Starting in junior high, Campbell was an art student, working within a variety of mediums and in graphic arts. "My father has one of the largest antique collections in North America, both furniture and lighting, and I was greatly influenced by that," Campbell said. "I worked in a museum in Detroit for a couple of years so I had a lot of influence in art and antiques from a young age."
Given that foundation, Campbell had strayed away from his artistic path until he joined Lloyd/Flanders. "When I took the position as vice president of sales and marketing, we were paying a lot of designers' royalties," he said. "I figured why not give my talent a try instead of hiring other designers? It's been pretty successful and it's a lot of fun."
Although he never had formal training in furniture design, he relied on his artistic upbringing.
"What inspires me is really everything around me — past experiences and new things I see," Campbell said. "I'll see elements (ranging) from a natural viewpoint to antique furniture that I'm very familiar with and I'll just pull those elements together."

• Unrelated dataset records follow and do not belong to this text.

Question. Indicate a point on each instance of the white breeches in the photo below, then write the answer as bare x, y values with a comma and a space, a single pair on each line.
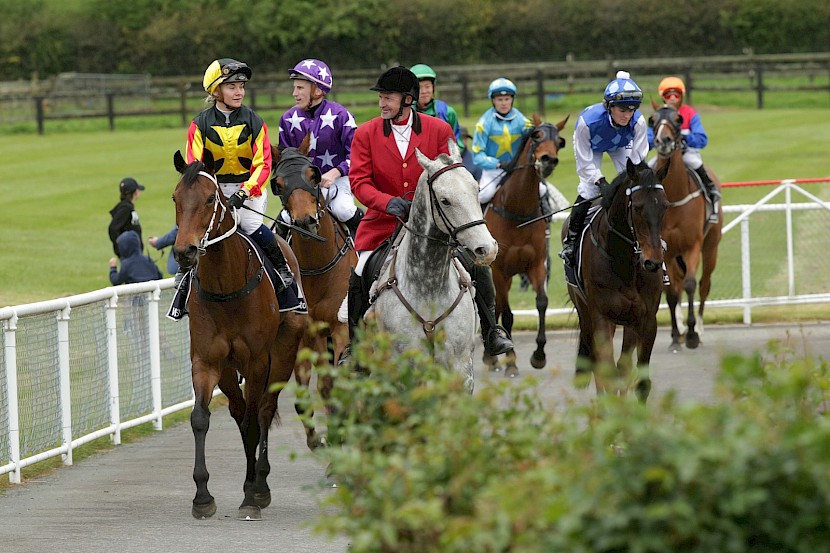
249, 221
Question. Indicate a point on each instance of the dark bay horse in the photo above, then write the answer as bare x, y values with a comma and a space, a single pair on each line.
326, 257
690, 238
524, 250
236, 330
622, 259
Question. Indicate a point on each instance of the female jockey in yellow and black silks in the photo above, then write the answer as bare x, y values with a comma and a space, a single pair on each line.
238, 139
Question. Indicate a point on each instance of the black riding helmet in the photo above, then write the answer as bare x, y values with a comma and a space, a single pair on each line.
399, 79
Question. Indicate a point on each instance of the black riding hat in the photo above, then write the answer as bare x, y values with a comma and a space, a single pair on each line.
398, 79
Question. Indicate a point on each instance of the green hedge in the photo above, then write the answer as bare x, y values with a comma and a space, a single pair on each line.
425, 467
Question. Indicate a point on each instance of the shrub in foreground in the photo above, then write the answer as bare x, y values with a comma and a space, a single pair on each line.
425, 467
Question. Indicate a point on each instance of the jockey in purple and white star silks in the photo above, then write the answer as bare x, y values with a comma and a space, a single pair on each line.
330, 127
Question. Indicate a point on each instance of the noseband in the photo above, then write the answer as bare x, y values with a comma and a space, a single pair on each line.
633, 242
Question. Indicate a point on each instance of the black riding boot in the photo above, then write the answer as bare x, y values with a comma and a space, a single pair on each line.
352, 223
495, 343
575, 224
274, 253
357, 304
711, 190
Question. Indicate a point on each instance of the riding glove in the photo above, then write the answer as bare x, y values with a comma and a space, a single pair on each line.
237, 199
398, 207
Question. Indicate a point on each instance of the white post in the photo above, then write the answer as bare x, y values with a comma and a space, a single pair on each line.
155, 355
10, 347
746, 273
65, 385
790, 261
112, 362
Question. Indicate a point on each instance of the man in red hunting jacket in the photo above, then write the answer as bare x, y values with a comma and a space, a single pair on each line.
384, 174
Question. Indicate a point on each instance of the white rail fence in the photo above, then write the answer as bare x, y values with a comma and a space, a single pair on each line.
80, 368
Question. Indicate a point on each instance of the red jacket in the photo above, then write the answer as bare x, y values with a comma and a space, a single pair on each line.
378, 173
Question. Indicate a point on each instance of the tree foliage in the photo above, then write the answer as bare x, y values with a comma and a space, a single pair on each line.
169, 37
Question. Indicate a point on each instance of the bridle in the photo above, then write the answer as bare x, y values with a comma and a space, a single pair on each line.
438, 212
632, 241
538, 136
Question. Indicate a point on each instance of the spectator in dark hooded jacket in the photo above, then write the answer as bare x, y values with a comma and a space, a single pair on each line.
134, 266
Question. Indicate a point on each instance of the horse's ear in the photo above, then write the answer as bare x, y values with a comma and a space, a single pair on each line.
178, 161
664, 170
631, 169
422, 159
455, 153
207, 159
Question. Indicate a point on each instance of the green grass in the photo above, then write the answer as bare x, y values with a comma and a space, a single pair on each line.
59, 187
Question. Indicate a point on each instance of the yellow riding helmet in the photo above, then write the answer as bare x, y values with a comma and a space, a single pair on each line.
225, 70
672, 83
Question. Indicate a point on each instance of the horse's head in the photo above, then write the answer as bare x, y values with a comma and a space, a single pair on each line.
446, 201
200, 209
541, 146
640, 201
666, 122
297, 182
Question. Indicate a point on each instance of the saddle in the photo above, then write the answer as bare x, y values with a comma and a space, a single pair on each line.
573, 275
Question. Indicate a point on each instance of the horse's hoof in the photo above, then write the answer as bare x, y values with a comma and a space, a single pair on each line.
249, 512
204, 511
262, 499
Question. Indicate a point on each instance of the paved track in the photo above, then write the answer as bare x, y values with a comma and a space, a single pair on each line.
136, 498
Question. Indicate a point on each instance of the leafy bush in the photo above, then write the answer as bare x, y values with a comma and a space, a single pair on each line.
424, 466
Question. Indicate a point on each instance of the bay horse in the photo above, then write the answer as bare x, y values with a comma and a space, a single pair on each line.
326, 256
622, 280
423, 290
691, 240
524, 250
236, 330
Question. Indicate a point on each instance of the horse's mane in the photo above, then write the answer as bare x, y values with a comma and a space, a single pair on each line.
610, 192
191, 172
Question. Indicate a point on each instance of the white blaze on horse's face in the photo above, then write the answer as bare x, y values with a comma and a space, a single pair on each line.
456, 195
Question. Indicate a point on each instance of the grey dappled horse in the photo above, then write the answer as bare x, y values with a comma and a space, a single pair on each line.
422, 289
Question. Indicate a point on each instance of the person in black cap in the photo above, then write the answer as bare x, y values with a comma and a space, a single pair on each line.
124, 215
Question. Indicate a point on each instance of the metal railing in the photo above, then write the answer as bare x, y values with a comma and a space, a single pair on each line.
79, 368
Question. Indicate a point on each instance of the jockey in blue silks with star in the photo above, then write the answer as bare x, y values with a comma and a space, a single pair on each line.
497, 139
615, 127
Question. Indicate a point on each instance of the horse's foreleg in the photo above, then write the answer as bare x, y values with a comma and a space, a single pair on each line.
690, 287
605, 370
537, 360
204, 506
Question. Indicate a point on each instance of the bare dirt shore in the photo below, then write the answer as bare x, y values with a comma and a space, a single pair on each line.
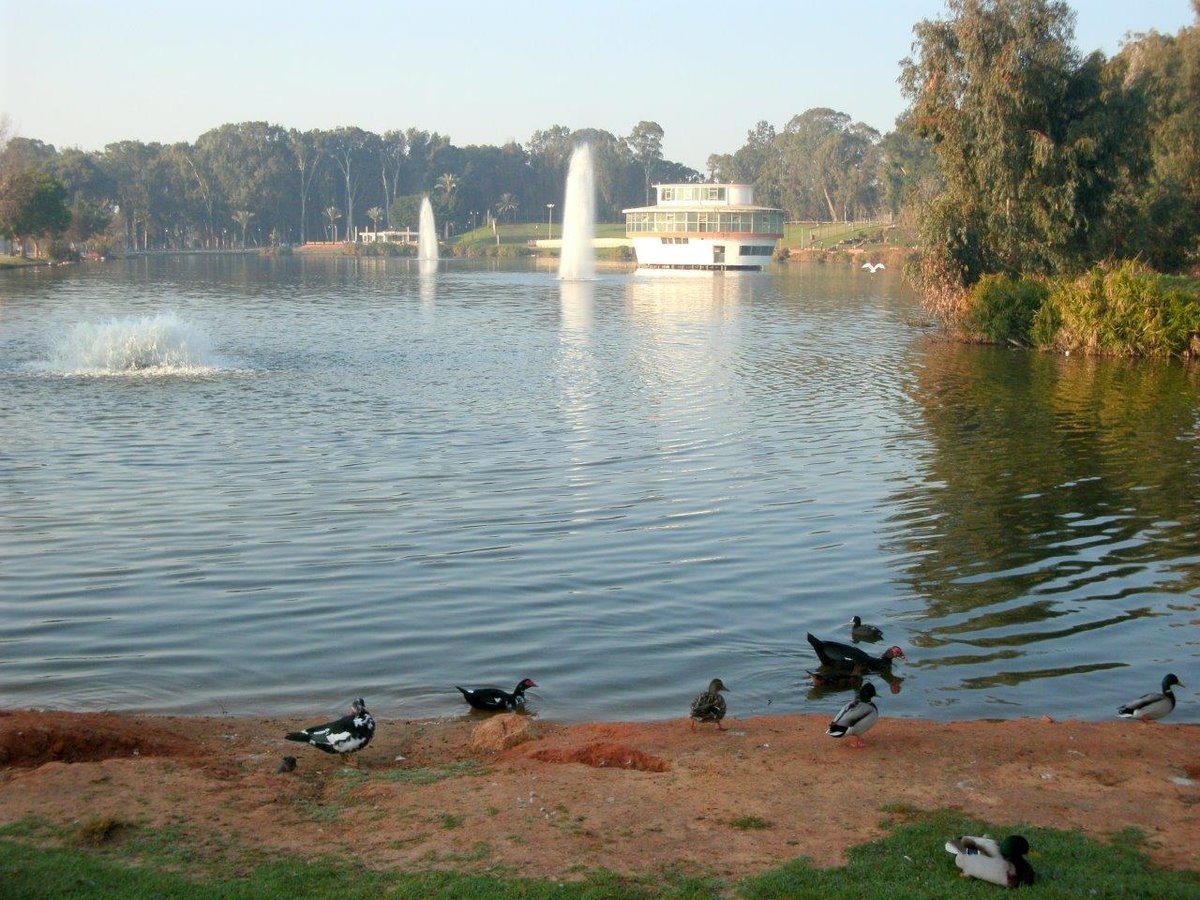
629, 797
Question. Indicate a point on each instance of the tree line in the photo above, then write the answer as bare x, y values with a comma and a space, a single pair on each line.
1018, 154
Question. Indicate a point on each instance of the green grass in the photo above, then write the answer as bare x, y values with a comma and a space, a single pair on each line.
175, 862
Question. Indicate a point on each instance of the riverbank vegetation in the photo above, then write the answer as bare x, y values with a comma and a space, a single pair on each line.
1066, 181
1019, 157
112, 857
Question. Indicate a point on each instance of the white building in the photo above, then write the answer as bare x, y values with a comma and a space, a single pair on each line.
703, 227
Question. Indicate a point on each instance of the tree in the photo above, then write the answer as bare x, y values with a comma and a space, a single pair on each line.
375, 214
1030, 139
507, 204
33, 205
348, 148
243, 219
333, 215
307, 156
646, 144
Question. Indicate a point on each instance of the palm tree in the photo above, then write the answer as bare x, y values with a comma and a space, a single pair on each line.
243, 219
333, 215
508, 203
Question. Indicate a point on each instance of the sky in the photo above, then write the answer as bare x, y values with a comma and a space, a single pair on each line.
85, 73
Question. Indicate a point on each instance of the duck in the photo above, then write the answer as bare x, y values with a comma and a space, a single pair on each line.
856, 718
709, 706
841, 655
1001, 863
1150, 707
343, 736
862, 631
493, 700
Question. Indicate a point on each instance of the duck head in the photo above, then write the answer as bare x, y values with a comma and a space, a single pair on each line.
1013, 846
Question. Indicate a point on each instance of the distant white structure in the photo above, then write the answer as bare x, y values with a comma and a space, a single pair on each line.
703, 227
406, 237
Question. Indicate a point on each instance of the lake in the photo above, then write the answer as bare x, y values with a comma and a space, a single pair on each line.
267, 486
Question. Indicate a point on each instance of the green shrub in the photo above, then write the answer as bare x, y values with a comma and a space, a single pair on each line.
1125, 311
1001, 307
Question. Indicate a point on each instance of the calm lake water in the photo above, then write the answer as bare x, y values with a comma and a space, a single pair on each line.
351, 479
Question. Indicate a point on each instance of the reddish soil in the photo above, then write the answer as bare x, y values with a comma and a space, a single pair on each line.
629, 797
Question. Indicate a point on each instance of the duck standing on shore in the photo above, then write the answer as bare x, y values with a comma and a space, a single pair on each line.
856, 718
493, 700
983, 858
345, 736
1150, 707
709, 706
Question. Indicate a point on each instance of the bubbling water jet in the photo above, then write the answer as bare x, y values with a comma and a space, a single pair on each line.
427, 237
577, 258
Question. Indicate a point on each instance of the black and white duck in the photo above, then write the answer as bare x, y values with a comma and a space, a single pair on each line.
493, 700
845, 657
856, 718
1150, 707
1001, 863
709, 706
345, 736
861, 631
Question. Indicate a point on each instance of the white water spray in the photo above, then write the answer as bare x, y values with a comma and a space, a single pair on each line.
427, 237
157, 345
577, 259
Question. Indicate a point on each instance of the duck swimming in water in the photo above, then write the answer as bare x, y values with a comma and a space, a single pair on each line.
1150, 707
709, 706
844, 657
493, 700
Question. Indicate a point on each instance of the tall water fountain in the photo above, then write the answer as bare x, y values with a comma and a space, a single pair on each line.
577, 259
427, 238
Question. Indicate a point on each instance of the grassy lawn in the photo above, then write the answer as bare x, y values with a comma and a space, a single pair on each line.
102, 858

Going outdoors with his sketchbook in hand sparks his creative ideas. "I believe if you truly observe and appreciate life around you, you can design for living in continuity," he said. "Like when I did the Sedona sectional, I wanted it to have a natural feel so I designed the back to look like a mountain landscape, very rolling and soft. I just took elements from nature and designed it into the group so it was much more pleasing to the eye."
For the new Princeton collection, he combined elements from 1840s ironwork for a look that will work in contemporary, transitional and traditional settings. Oxford, which has been a big hit for retailers, remains one of Campbell's favorite designs with its plush, stately look influenced by the overstuffed chairs common to cigar clubs.
"This year, I increased the seating size of everything," he said. "I believe you should sit in furniture not, sit on it."
Campbell designs furniture now to offer something for everyone's taste and steers clear of themed groups. He recalls the Island Way collection, which brought a record number of early buys for Lloyd/Flanders when introduced but represented a short-lived trend.
"Now I design for a much broader appeal," Campbell said. He aims for "a balance between visually pleasing and very comfortable" furniture. Campbell describes Lloyd/Flanders' original Lloyd loom as the most exciting and satisfying material for him to use because of the way it forms around the frame.
"That's like getting the Oscar," Campbell said of winning the Pinnacle Award. "And it's retailing very well so I've broken the evil curse."